窓から外に目を向けると、ほんの少しの振動と共に黒い何かが跳ね飛ばされるのが見えた。
「本当に轢きやがったな。マーレ。子フェンはのびのび育っているようだな」
「そりゃあもう。なにせ子フェン全肯定のサウスさんが飼育係だから」
そんな話をしている間にも、黒い塊がいくつか飛んで行く。
「……停まって対処しなくても大丈夫そうですね」
「馬車が壊れない限りはな。少なくとも、この馬車以外でこれをしたらもうそろそろバラバラになるところだぞ」
フェンリル様が呆れたような視線を俺に向ける。
俺はただ快適仕様を目指していただけなのに。
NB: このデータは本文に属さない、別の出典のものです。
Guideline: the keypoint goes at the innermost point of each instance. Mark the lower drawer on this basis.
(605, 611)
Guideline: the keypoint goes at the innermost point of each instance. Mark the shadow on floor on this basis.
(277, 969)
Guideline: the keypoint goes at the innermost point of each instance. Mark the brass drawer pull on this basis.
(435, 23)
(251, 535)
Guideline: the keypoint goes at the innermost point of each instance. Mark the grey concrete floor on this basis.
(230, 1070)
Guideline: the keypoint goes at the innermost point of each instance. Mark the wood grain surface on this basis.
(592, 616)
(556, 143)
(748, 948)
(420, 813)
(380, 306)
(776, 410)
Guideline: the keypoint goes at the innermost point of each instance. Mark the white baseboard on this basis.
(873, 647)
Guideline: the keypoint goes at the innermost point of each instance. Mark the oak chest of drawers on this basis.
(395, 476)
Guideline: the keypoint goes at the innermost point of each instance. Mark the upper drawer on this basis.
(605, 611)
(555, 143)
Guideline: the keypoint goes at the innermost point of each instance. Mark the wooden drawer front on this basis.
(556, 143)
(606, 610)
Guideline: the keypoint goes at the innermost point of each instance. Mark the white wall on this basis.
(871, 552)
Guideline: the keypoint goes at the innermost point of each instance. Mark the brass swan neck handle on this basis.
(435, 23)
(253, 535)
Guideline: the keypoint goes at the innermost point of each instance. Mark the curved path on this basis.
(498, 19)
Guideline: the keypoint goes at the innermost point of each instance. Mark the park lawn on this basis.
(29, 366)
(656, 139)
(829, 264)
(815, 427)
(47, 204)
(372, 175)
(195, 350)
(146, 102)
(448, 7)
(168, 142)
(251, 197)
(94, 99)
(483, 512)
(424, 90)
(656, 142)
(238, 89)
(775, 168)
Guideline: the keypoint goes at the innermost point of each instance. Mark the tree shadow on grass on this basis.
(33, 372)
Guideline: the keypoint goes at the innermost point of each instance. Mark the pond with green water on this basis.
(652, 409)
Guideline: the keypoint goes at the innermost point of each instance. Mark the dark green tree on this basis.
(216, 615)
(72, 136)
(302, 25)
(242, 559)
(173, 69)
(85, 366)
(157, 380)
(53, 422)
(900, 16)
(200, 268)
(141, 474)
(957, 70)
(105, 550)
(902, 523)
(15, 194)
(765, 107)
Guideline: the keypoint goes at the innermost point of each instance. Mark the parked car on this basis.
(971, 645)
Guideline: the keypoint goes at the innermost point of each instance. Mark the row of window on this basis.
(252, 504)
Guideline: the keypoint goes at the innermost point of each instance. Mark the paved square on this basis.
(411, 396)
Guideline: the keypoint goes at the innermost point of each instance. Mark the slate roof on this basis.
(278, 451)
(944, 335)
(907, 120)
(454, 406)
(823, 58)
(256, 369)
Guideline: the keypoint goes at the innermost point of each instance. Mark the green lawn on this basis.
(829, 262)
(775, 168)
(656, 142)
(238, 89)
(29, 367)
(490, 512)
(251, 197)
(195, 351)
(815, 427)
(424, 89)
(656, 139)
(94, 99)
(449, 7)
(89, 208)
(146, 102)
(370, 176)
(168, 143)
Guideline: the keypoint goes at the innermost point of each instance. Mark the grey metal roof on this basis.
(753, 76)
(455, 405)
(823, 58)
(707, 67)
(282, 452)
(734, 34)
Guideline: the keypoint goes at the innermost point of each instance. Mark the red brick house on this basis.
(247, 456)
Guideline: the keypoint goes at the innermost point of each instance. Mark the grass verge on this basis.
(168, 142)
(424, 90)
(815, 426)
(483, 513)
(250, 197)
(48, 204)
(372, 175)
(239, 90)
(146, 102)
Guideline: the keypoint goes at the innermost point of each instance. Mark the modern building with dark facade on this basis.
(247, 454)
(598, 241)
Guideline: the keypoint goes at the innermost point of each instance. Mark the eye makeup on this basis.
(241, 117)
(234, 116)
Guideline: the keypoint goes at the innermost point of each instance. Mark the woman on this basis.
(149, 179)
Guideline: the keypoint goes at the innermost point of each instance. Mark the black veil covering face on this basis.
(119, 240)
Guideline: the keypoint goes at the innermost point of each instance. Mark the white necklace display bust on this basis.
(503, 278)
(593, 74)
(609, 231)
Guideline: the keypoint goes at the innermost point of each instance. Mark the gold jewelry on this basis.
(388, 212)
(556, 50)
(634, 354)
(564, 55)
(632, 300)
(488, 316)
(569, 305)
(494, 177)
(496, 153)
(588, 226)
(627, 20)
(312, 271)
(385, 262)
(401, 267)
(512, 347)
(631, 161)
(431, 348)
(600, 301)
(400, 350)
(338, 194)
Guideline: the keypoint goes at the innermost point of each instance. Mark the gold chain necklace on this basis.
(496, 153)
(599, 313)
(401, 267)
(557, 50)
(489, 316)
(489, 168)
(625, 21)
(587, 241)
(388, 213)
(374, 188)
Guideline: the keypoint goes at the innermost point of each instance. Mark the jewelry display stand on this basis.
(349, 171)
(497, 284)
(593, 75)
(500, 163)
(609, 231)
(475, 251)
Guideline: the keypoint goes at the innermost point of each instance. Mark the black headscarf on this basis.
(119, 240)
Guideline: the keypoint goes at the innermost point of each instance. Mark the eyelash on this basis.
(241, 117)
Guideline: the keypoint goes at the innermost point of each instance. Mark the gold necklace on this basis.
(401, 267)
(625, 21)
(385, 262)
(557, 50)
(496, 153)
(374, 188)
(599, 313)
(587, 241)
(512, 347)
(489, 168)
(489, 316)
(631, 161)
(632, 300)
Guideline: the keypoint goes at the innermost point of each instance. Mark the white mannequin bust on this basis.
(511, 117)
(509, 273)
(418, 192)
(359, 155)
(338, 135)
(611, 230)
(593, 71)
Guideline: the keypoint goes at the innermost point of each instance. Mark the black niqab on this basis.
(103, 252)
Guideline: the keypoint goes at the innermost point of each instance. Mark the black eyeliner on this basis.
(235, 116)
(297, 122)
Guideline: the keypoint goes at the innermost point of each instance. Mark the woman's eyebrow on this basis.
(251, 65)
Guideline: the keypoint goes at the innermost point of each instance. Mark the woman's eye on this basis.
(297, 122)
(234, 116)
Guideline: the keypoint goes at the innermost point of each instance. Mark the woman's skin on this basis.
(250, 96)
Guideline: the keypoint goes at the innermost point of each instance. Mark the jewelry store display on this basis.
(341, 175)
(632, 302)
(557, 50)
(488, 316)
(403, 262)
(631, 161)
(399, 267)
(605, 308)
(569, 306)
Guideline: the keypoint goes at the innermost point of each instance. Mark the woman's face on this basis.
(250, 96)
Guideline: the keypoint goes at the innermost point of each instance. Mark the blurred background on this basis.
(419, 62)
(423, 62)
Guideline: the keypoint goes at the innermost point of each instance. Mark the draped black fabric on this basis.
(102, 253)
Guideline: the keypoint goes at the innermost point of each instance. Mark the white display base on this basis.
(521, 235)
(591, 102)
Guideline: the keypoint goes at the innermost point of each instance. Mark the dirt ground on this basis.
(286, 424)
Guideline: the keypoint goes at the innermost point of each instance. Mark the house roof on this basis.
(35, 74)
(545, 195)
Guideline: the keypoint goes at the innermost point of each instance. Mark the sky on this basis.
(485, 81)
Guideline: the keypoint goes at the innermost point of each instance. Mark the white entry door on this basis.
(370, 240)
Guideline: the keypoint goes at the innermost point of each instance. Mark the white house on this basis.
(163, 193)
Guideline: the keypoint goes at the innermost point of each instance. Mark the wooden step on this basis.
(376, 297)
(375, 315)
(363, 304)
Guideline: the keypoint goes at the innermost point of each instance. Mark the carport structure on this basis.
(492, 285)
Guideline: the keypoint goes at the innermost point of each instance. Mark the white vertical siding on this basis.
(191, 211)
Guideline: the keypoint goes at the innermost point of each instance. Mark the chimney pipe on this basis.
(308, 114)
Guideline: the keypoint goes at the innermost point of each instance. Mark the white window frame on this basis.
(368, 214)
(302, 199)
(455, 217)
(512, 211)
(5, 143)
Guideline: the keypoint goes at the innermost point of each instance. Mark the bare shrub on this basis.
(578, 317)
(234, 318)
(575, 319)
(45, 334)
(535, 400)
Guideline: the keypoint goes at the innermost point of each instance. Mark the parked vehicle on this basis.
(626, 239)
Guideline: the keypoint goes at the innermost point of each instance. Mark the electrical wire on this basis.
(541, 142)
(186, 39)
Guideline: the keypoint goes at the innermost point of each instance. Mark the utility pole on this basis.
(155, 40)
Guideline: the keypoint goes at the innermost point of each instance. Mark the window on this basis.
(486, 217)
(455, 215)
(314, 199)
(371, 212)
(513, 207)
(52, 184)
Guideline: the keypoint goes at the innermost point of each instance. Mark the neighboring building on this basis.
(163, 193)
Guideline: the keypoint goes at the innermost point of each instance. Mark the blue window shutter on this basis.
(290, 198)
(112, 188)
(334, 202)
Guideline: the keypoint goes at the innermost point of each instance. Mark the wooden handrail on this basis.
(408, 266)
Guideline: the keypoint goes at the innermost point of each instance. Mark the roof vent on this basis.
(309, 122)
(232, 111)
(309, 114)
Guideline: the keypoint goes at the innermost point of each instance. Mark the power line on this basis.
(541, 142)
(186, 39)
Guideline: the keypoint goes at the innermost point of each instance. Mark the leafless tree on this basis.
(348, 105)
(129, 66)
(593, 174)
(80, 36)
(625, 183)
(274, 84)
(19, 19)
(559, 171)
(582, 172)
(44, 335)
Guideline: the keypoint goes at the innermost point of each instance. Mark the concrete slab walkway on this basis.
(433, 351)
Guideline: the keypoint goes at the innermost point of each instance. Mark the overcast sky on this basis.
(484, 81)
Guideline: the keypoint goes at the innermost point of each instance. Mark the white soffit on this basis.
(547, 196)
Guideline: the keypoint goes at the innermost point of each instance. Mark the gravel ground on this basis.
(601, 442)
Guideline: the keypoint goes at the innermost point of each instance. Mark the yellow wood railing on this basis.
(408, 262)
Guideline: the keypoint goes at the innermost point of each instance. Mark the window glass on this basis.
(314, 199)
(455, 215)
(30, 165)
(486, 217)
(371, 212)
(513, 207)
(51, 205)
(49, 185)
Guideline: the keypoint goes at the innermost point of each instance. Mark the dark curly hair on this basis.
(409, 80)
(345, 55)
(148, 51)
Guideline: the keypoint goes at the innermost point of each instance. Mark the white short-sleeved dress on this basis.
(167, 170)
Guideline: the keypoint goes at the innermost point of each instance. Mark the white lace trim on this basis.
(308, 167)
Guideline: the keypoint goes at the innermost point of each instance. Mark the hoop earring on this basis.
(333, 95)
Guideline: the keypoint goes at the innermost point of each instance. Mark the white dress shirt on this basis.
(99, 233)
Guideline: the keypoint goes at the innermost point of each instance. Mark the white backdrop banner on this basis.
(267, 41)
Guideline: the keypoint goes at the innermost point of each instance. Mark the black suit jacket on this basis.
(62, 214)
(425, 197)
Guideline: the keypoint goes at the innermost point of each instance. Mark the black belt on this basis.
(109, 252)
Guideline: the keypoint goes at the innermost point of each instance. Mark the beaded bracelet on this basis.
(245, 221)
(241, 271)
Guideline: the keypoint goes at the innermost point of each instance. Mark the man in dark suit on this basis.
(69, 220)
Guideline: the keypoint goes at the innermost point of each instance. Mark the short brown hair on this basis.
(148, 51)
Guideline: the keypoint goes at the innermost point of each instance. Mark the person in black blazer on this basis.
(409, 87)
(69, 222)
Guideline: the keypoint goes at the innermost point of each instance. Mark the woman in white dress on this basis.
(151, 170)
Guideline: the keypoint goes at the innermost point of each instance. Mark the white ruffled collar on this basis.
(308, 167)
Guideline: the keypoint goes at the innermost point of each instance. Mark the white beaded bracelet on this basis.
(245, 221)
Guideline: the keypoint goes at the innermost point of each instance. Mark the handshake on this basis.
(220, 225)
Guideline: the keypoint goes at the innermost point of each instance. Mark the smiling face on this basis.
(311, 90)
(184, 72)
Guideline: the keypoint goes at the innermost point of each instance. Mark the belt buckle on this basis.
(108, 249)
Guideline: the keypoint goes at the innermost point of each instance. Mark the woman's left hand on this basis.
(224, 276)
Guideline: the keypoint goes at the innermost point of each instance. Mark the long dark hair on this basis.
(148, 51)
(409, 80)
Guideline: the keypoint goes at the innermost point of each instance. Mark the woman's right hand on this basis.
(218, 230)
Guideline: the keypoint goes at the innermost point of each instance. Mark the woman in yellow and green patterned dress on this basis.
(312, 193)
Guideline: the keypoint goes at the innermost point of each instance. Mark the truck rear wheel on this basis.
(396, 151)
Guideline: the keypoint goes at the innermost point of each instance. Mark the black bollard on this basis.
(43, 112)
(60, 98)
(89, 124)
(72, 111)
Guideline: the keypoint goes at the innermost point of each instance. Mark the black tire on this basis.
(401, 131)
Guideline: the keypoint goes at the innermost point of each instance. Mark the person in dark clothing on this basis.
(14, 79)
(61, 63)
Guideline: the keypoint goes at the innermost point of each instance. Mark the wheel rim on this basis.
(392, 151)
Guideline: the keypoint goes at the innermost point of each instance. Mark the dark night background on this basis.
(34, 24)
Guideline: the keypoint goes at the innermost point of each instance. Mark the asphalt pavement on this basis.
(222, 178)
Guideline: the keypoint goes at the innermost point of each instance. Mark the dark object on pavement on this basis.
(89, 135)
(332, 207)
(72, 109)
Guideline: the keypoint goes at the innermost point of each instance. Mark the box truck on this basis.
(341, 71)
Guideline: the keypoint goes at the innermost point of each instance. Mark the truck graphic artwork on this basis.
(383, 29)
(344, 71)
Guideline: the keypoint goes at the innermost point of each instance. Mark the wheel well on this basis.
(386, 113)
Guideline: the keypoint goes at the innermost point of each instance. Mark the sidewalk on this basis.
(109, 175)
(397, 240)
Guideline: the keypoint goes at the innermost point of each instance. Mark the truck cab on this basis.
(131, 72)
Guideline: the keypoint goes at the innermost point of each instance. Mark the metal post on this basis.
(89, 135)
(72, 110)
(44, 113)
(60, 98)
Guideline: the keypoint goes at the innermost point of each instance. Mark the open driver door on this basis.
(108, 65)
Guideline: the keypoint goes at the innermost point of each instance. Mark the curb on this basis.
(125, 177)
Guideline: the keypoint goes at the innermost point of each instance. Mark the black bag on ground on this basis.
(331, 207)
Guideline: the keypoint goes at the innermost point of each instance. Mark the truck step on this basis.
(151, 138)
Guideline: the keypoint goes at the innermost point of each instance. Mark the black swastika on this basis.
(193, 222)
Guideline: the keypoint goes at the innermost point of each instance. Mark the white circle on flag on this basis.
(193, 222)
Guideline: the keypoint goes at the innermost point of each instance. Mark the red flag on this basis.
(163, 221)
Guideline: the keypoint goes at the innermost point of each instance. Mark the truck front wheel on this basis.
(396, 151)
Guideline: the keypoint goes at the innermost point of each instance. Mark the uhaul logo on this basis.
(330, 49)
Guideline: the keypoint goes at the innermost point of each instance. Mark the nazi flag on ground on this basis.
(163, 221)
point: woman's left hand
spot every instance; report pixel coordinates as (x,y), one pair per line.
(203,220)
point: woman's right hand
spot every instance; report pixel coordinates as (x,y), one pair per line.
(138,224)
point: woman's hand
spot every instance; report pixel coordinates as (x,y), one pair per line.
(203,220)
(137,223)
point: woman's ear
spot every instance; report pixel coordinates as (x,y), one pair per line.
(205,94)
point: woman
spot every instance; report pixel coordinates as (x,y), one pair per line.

親方力作の馬車の暖房も素晴らしいしね。
「でもなぁ、この馬車の技術を売り出すのは無理だからな……とりあえずはやっぱり酒蔵かな……」
きっと設計図はいい値段で売れると思う。けれど、作れるのは今のところノームたちだけだから。
むしろ馬車を特別受注生産すれば、だいぶ財政も潤うかもしれない。
まあ、それも移住が落ち着いてからだな。
『イナクナッタヨ-』
「よくやった」
『ワーイホメラレター』
子フェンの声に、フェンリル様がねぎらうと、子フェンたちは喜んでさらにスピードを上げた。
森の中なので道の状態は良くない。
うちの領はだいぶ道の整備をしたから余計に道の状態の悪さがわかる。
「子フェンたちのおかげで今日中に領主館に着きそうだね」
兄さんが持ってきた毛布を身体に巻き付けながら呟く。
着くといいねと答えながら、俺はベルラッド侯爵領の資料を思い出していた。
俺はベルラッド侯爵に会ったことがない。
兄さんは夜会で何度か顔を見たことがあるらしい。
ベルラッド領もこの国最北のグラシエール領よりは雪の量が少ないけれど、それでも雪の季節を乗り切るのが難しい場所の一つで、作物類があまり育たない。そして特筆した特産物などもない。ベルラッド侯爵夫人が資産家の伯爵家から嫁いで来たので、細々と支援をしてもらっているらしい。
その伯爵家は商才がある血筋らしく、領地自体はとても小さいのに伯爵家が運営する商会はかなり大手で、そこで財を築いているようだった。うちの領に細々ときてくれる商会は、実はこの伯爵家の商会の系列で、隣のベルラッド侯爵領に来るついでに来てくれている。
今うちの領から算出される酒と鉱石はこっそり伯父さんの領を通して売っているけれど、そのうちうちに来てくれる商会とももっと大々的に取引できればいいのに。